I was reading about the open and short circuit time constant technique for estimating the dominant and non-dominant poles of the system respectively. For the dominant pole (open circuit time constant) we short all the independent voltage sources and replace all but one of the capacitors with open circuit. We then calculate the time constant of the resultant circuit and add the time constants for all the capacitors and the dominant pole frequency is given by: $$p_{\text{dom}} = 1/\Sigma_i(\tau_i)$$ where $\tau_i$ is the is one of the time constants of the circuit.

Similarly for the short circuit time constant technique to estimate the non-dominant pole we replace each capacitor by a short circuit and the pole is given by:

$$p_{\text{non_dom}} = \Sigma_i(1/\tau_i)$$ (For details: http://paginas.fe.up.pt/~fff/eBook/MDA/Met_con_tem.html)

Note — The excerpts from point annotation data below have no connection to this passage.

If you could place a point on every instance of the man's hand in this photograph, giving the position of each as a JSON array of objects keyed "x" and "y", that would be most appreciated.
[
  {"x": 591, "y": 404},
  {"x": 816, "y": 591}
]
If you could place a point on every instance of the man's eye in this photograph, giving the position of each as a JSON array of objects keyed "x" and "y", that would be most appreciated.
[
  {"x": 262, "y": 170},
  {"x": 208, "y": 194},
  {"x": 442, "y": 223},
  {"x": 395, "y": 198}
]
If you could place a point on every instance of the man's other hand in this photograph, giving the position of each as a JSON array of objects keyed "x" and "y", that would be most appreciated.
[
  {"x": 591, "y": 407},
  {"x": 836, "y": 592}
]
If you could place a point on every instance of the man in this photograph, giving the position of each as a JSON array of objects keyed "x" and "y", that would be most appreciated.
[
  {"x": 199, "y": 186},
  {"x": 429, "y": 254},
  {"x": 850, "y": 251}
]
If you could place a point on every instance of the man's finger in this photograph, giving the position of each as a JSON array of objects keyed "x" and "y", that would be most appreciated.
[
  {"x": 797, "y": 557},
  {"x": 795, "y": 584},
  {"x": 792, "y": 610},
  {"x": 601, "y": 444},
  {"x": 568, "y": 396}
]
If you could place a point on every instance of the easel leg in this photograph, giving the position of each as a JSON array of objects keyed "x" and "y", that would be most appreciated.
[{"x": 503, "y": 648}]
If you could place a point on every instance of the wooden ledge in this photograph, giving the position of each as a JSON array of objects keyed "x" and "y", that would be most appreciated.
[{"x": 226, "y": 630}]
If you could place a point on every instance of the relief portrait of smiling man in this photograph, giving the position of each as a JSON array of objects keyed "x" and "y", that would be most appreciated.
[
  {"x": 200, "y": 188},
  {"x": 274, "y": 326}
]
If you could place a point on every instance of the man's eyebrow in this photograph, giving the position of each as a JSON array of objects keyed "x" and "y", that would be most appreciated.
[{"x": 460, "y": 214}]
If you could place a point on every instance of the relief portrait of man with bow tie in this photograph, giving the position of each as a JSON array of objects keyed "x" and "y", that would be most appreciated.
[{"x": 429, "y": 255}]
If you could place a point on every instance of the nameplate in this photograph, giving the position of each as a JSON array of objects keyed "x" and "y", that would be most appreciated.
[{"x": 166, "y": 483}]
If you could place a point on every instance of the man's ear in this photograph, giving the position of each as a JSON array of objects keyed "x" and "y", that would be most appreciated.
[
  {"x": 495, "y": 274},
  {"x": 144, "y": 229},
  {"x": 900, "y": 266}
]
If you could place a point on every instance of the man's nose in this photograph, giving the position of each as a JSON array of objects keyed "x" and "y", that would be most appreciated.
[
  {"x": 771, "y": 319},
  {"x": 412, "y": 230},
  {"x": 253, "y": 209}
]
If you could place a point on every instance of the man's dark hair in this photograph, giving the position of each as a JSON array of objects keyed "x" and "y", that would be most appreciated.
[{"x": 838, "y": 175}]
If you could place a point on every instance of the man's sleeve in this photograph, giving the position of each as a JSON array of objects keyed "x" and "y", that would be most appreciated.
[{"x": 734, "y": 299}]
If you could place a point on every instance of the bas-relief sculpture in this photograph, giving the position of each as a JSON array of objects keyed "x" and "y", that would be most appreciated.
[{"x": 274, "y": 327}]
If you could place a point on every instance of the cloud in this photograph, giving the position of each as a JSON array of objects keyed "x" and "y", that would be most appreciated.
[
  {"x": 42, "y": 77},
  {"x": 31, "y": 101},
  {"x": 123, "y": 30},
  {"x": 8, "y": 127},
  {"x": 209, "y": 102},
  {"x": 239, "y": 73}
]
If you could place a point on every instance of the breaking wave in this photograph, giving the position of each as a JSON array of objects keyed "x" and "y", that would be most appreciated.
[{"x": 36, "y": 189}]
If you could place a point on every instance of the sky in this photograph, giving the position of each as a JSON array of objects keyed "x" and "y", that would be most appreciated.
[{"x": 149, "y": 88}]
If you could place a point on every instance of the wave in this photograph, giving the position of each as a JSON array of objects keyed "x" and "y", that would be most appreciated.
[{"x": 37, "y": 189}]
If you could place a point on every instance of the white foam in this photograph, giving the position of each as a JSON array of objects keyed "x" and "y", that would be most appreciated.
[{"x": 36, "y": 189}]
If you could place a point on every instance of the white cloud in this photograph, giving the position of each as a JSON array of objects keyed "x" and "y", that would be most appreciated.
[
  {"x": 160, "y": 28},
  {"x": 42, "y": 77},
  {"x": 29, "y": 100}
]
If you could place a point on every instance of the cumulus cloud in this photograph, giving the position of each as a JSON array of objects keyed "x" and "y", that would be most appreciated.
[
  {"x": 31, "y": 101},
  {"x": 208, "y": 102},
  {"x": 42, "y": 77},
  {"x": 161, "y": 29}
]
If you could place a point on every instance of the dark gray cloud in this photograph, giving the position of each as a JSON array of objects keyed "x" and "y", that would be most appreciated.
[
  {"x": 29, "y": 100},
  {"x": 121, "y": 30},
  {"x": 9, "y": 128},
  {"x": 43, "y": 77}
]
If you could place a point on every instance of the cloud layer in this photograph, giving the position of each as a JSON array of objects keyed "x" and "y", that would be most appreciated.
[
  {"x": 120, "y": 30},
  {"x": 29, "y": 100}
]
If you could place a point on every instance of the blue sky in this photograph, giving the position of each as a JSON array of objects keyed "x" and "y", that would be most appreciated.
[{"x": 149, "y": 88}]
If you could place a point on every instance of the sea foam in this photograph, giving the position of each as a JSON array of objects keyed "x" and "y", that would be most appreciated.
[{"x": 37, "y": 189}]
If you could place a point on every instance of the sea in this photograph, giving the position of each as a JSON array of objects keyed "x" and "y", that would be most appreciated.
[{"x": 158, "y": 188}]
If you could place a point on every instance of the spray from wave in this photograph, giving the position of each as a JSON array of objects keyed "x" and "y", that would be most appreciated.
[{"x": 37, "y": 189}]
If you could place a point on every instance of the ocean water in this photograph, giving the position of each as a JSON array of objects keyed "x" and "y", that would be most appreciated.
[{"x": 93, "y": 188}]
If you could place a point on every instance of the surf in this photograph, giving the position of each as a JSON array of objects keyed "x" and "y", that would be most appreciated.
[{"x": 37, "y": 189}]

Consider the following circuit: For this circuit the non dominant poles are calculated in Gray Meyer using the above procedure:

$\tau_1 = C_fR_L$ and $\tau_2 = C_{gs}[R_S||1/g_m||R_L]$ and $p_{\text{non_dom}} = 1/\tau_1 +1/\tau_2$ But suppose I add a load capacitor to the output as shown: Now when I try to calculate the non-dominant pole from the above method, every other capacitor seems to be shorted making the time delay for each capacitor to be zero.
How should we calculate the non-dominant pole of this new circuit?